The phrase "best possible option" tore through me. Just words to him, but each syllable carved a scar. I felt like a soldier defeated, every ounce of hope stripped away.

And his mother…she had been ill all this time? My heart twisted. How could no one have told me?

"In this house, you don’t need to act like my wife," he continued. "Just play the bride for the family. I’ll do the same for you. But don’t expect anything else from me. Think of it as your fate." He didn’t wait for a reply; he stormed into the washroom, leaving me in the purple-themed room I'd already begun to think of as ours.

"Jerk," I muttered, my voice too soft to carry past the walls, too broken to matter.

Was I truly so unworthy?

I wanted nothing more than to run back to my baba, to leave all of this behind and let my heart bleed somewhere I felt safe. But I knew I couldn’t. If I left only three days into my marriage, his reputation would be tarnished, and I couldn’t bear to add that burden.
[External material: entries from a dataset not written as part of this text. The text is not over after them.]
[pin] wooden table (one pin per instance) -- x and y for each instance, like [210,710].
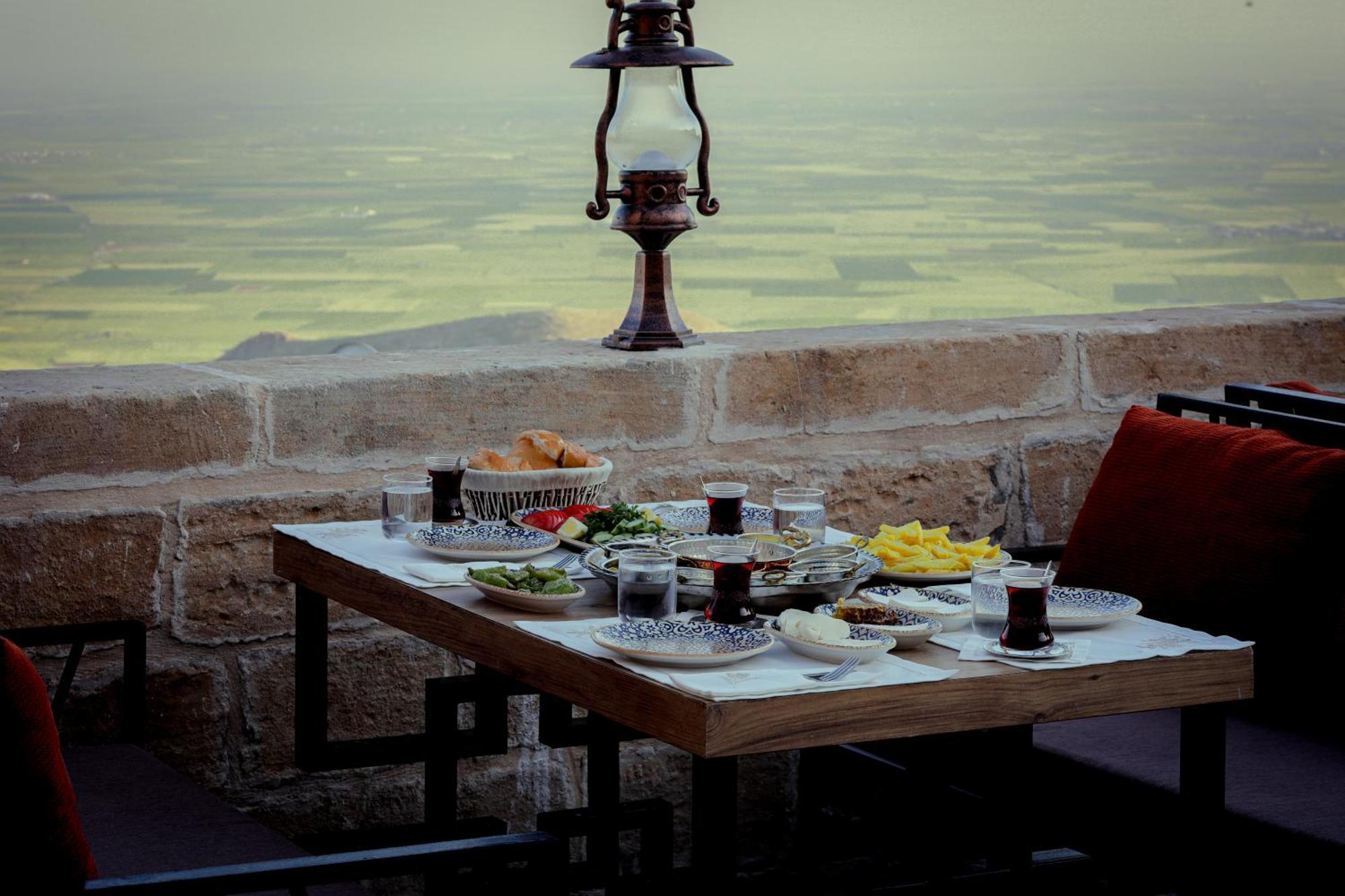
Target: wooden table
[981,696]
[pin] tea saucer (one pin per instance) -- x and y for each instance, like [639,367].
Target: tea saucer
[1059,650]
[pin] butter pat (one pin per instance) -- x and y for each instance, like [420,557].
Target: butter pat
[814,626]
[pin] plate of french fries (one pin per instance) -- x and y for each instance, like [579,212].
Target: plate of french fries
[917,555]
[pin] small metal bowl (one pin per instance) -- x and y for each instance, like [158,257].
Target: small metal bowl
[696,552]
[828,552]
[821,571]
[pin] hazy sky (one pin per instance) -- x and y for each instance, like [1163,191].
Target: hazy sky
[71,50]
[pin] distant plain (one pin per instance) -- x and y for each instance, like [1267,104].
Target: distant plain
[176,233]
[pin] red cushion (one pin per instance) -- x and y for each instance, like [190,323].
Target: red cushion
[1215,528]
[44,849]
[1297,385]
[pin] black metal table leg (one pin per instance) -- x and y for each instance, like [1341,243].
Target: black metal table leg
[1015,763]
[1203,756]
[310,678]
[715,817]
[605,795]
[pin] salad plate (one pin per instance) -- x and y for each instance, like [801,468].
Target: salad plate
[618,521]
[484,542]
[1074,608]
[909,628]
[528,600]
[691,645]
[782,591]
[866,643]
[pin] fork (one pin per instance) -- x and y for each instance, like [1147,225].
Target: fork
[840,671]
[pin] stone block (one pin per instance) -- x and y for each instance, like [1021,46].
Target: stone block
[225,589]
[376,686]
[883,385]
[123,420]
[1130,365]
[188,701]
[61,568]
[965,489]
[396,408]
[1058,473]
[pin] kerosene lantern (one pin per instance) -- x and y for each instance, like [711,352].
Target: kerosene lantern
[653,130]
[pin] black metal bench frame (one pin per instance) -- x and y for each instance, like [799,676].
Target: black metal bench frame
[544,853]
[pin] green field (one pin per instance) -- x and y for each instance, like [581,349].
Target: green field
[174,233]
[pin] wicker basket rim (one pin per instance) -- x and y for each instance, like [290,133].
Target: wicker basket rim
[606,464]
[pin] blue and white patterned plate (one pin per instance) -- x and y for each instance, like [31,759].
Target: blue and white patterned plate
[1073,608]
[664,642]
[696,518]
[957,615]
[910,628]
[915,580]
[484,542]
[866,643]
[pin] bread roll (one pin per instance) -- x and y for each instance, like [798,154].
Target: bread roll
[531,451]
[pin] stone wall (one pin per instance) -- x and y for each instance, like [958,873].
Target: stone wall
[149,493]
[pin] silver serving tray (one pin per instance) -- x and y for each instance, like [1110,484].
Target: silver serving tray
[697,585]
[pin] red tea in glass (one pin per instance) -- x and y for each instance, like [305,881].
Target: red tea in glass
[731,603]
[726,502]
[446,477]
[1027,627]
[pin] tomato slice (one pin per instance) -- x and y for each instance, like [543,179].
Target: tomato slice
[548,520]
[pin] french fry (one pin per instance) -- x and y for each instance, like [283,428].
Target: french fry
[915,549]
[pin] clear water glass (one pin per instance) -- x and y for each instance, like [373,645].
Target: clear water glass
[989,599]
[646,584]
[408,503]
[804,509]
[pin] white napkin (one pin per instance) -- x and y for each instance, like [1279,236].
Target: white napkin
[773,673]
[453,573]
[974,650]
[762,682]
[364,545]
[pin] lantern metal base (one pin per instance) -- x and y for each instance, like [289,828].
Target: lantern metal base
[653,321]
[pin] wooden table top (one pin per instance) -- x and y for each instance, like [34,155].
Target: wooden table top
[980,696]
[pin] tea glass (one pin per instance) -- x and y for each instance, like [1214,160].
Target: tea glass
[407,503]
[446,474]
[1028,591]
[731,603]
[989,600]
[646,584]
[726,503]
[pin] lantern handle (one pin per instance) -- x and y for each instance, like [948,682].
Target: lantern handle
[615,28]
[705,204]
[601,206]
[684,28]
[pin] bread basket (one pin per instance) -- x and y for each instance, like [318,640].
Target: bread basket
[496,495]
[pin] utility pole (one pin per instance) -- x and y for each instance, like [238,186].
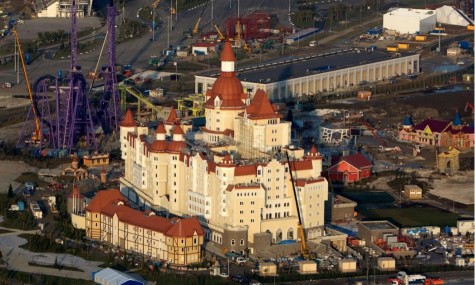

Wiping my tears, I gathered my books and tucked them into my luggage. Standing, I moved toward the door, determined to find a room that could be mine–far from his.

A firm grip wrapped around my wrist. I looked back, surprised to find him there, his expression unreadable. "Where are you going at this hour?" he demanded.

I shook off his hold, forcing a bitter smile. "Don’t worry. I’m not leaving. Just taking your advice. Choosing a room for myself."

Before he could say another word, I added, "Text me the date and place of your mom’s surgery. I’ll be there." With that, I turned and closed the door behind me, feeling a sliver of satisfaction despite the ache in my chest.

I picked the room farthest from his, a small space with clean lines and neutral tones. Stripping the dusty covers from the furniture, I tried to focus on the simple task, but my hands shook, and the tears started falling again, a steady stream that mingled with sneezes from the dust.

After what felt like an eternity, I set fresh sheets on the bed and collapsed onto it, sweat and sorrow clinging to me. The staleness of my misery surrounded me, so I stumbled into the shower, letting the water wash over me as I broke down, the walls bearing silent witness to my shattered heart.